Lorsque je me retrouve enfin seule à la maison, après la prise de sang, je suis désespérée. J'ai besoin de soutien. J'ai besoin d'aide. Après le résultat du test de grossesse, j'ai directement écrit à ma meilleure amie. Je lui donne donc plus de précisions sur mon état d'esprit. Elle m'envoie des messages vocaux. Je décide également de me confier à une autre amie proche qui m'appelle dans la foulée. Toutes deux sont choquées et cherchent les mots pour m'apaiser. Je tiens un discours confu, ma voix est pleine de sanglots. Je leur explique que je ne peux pas me permettre de le garder. Je n'ai pas fini mes études, je ne suis pas prête et puis il n'en veut pas. Ce n'est pas dans nos plans. Ce serait trop compliqué. Elles me disent toutes deux la même chose : il y a toujours des solutions. « Je te connais, je sais que tu ne te le pardonneras jamais ». Et quelque part, je sais qu'elles ont raison.

Tout se bouscule dans ma tête. Je leur explique aussi qu'à mes yeux, un enfant se fait à deux. Je ne peux pas concevoir imposer un bébé à l'homme que j'aime.
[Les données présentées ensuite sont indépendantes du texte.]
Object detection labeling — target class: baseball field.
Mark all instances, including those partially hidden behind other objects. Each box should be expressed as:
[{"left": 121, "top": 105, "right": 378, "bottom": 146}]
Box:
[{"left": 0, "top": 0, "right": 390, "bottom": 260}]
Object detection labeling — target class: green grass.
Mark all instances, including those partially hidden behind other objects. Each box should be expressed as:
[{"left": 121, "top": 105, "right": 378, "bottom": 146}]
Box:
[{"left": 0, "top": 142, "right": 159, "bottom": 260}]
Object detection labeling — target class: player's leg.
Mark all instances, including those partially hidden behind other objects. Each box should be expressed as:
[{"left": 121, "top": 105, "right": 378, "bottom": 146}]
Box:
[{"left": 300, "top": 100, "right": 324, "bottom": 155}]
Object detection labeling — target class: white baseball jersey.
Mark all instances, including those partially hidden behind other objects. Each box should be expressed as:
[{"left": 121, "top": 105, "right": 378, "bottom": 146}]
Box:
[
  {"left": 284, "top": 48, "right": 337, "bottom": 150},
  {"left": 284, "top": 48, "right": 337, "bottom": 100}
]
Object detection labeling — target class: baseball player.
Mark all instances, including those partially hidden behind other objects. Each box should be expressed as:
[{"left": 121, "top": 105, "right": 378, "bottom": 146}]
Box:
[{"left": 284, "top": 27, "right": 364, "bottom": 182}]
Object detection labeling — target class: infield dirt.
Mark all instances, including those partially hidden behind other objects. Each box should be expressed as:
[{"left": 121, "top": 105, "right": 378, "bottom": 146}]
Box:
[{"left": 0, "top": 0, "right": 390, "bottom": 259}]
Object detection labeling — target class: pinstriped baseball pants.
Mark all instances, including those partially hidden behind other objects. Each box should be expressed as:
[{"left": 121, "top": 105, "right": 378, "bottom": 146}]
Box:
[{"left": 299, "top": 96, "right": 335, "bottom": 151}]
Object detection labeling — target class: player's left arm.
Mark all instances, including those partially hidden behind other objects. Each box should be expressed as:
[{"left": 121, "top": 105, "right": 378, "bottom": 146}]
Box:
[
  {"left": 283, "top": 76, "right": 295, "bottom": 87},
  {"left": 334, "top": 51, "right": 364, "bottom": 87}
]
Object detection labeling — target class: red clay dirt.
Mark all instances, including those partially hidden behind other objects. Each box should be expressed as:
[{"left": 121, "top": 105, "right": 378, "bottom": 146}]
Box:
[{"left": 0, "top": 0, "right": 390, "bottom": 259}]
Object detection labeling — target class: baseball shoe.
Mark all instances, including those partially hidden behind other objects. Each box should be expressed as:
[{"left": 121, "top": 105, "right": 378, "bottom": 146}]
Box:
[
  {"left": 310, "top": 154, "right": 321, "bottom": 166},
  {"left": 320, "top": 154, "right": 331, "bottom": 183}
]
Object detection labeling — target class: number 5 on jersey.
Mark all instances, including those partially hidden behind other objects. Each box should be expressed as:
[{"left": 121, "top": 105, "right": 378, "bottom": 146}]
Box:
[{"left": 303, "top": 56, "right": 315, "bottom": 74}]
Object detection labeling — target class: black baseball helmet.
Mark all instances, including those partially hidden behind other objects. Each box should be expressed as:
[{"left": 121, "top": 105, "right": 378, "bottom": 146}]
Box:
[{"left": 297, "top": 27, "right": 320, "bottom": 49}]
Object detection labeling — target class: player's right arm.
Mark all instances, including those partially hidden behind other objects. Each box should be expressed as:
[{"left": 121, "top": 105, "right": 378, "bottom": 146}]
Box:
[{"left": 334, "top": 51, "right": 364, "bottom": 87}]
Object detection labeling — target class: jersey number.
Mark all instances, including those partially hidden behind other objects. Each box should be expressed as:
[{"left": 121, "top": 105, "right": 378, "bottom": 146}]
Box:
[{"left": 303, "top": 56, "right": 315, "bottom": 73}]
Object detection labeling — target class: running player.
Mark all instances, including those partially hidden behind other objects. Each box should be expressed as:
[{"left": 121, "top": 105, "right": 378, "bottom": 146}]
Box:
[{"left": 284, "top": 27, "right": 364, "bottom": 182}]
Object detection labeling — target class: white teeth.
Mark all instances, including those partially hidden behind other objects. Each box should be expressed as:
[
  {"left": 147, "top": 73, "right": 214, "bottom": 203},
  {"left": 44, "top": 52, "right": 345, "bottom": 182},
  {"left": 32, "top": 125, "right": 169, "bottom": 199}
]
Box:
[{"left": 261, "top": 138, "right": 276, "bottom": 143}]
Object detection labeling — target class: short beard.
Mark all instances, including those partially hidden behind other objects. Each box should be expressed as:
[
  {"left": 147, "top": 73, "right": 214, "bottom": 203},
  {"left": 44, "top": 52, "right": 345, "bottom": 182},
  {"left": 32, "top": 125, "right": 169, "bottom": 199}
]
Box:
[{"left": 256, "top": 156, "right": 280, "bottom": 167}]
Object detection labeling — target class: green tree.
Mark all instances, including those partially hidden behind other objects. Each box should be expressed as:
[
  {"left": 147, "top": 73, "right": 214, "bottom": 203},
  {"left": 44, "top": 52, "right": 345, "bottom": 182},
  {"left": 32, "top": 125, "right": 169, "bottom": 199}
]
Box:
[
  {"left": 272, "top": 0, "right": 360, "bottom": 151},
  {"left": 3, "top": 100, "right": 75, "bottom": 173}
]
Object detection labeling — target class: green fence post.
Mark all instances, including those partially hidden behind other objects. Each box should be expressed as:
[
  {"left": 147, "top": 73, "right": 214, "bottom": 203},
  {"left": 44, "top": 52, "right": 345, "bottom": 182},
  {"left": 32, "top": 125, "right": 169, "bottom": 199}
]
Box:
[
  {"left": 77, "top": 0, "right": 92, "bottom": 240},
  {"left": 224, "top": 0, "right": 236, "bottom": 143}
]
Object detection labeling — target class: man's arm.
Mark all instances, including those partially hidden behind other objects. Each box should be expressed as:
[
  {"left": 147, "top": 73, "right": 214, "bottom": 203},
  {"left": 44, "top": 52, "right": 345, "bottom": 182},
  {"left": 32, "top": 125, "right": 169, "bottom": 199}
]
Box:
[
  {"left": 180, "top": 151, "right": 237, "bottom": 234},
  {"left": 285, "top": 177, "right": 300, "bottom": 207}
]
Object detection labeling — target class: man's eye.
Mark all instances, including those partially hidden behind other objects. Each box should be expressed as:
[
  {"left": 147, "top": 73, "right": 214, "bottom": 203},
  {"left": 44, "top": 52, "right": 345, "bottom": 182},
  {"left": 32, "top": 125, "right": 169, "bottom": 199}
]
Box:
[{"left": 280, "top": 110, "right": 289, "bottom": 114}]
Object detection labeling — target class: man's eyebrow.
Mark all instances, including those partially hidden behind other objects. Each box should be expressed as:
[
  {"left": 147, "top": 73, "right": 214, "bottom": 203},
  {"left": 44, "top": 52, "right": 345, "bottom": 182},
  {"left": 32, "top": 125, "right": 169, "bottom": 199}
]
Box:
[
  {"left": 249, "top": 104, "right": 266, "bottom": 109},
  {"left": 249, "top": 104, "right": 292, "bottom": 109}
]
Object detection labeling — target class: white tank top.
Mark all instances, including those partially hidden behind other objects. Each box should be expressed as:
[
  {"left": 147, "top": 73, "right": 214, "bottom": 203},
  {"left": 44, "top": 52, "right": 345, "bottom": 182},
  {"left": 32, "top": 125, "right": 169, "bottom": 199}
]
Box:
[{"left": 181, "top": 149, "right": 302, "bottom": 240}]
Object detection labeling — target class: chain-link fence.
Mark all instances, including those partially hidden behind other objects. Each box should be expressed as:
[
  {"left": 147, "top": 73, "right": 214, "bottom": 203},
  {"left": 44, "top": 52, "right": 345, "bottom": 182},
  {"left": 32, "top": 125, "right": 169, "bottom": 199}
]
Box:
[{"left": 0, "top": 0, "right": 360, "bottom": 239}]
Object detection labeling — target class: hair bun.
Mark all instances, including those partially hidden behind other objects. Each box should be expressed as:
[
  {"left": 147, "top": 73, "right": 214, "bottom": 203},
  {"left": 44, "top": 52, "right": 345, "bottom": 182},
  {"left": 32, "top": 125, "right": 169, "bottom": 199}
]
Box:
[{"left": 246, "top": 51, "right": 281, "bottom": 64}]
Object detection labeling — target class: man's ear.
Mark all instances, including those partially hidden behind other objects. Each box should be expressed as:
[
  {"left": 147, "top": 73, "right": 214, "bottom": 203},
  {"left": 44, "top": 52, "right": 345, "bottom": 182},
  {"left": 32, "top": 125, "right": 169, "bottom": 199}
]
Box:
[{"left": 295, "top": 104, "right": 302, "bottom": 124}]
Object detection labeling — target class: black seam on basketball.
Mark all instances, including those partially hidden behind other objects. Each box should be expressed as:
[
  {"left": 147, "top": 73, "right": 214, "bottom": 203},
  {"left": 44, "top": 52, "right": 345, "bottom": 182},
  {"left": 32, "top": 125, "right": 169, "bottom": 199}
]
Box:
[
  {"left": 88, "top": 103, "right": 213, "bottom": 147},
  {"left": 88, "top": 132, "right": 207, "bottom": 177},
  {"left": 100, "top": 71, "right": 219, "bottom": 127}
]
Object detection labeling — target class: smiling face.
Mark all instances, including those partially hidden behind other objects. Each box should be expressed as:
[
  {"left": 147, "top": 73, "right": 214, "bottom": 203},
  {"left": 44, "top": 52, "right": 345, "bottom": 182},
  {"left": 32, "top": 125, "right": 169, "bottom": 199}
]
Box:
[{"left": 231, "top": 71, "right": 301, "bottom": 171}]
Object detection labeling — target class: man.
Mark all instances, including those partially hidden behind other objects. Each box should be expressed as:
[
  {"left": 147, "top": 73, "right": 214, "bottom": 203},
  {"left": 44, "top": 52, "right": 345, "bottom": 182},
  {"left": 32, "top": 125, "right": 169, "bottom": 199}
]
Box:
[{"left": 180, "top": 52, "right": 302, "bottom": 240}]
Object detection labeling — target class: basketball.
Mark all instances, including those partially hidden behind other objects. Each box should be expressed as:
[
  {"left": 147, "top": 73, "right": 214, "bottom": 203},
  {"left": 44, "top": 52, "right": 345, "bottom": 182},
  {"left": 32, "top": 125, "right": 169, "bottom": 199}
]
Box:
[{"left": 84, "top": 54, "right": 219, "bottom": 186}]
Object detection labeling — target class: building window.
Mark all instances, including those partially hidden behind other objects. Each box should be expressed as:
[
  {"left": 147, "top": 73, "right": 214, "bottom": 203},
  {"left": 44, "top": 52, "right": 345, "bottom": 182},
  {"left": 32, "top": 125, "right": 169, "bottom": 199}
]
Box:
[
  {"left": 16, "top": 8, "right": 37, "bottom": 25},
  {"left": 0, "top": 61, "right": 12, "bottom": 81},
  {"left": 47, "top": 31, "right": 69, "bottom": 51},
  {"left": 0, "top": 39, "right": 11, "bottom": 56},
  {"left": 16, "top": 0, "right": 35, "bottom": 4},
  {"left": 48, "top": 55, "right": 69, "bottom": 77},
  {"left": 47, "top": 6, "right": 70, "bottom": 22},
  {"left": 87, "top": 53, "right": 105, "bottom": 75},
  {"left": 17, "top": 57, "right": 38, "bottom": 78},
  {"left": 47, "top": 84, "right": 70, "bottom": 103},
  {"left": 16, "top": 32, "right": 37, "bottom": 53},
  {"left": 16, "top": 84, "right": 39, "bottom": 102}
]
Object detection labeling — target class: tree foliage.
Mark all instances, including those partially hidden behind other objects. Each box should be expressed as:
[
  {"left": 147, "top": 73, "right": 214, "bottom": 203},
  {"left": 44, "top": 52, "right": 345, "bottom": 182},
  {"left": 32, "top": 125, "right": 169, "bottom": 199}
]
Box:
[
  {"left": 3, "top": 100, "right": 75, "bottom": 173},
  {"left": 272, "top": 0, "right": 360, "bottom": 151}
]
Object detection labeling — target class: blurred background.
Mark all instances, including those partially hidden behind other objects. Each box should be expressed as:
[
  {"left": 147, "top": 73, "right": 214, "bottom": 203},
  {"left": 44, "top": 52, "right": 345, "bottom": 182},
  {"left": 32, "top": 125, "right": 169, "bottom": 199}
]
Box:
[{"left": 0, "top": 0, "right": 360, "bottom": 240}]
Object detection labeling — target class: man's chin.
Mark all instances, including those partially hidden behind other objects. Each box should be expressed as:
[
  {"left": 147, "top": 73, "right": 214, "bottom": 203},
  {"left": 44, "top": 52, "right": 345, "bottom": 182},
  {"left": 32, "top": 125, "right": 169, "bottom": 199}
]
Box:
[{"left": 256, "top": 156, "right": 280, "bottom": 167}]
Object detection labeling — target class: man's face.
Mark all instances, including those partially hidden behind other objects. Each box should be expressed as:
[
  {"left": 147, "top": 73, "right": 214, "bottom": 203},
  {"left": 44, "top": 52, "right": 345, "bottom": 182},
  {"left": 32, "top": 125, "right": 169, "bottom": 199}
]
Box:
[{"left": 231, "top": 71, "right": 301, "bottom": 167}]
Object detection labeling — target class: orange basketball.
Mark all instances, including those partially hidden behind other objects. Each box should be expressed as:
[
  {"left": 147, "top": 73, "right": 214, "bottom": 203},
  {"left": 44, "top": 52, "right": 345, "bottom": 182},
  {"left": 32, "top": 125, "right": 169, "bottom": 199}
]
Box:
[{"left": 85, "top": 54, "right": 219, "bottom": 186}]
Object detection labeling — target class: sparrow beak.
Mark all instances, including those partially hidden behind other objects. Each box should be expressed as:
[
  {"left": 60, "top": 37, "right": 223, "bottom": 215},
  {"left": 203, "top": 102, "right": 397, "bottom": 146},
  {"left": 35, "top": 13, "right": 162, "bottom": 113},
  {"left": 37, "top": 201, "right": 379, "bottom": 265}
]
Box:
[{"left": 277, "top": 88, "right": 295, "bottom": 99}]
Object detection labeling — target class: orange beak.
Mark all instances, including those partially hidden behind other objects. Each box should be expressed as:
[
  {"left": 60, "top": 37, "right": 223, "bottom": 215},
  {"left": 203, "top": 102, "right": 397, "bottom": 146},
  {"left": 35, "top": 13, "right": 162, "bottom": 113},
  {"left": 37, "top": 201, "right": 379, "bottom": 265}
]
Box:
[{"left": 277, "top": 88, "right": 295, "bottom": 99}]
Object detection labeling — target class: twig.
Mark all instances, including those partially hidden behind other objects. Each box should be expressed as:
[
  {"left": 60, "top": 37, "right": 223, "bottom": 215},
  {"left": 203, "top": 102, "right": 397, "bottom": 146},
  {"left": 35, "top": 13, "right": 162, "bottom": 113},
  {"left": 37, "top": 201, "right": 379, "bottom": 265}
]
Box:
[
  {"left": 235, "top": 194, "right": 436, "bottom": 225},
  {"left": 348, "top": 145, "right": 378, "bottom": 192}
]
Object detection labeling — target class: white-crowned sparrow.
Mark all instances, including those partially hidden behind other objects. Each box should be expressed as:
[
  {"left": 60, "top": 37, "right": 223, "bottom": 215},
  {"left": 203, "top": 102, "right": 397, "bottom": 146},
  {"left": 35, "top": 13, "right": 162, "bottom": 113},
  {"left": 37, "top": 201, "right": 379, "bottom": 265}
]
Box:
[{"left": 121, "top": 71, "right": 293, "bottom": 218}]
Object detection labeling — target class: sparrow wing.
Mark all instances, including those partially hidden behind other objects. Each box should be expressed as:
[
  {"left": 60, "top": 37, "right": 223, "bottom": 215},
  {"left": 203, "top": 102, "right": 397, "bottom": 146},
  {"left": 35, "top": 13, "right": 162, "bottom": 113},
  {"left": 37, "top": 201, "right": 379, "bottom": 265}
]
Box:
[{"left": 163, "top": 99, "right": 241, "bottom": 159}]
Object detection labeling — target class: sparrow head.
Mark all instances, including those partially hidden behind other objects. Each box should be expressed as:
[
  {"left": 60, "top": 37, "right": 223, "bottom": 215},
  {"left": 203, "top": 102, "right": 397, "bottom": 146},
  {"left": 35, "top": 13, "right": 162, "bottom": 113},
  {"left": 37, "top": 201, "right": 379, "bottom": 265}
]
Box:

J'aimerais que ce soit notre souhait à tous les deux. J'aimerais qu'on l'ait décidé ensemble, qu'on l'assume. Aujourd'hui, je suis partagée entre le coeur et la raison. Je n'arrête pas de penser que j'ai un tout petit tas de cellule dans mon ventre, qui va grandir. Cela pourrait devenir un enfant, le nôtre. Et puis, je considère toutes les difficultés qu'impliquerait la décision de le garder. J'ai peur. J'ai la sensation qu'il n'y a pas de bons choix. Mes amies me disent de bien y réfléchir, de faire attention à ne pas faire quelque chose que je regretterais toute ma vie. « Je pense que si j'étais dans ton cas, je le garderais. Je n'aurais pas la force d'avorter ». Sauf qu'elles ne sont pas dans mon cas. Moi aussi je tenais un certain discours avant. Finalement, les choses sont tellement différentes lorsque ça nous arrive vraiment. J'ai la sensation que personne - à part ceux qui l'ont vécu - ne peut me comprendre. Mes amies me conseillent d'en parler avec ma mère. « C'est une maman, c'est ta maman, elle va forcément t'aider ». Effectivement, j'ai besoin d'elle.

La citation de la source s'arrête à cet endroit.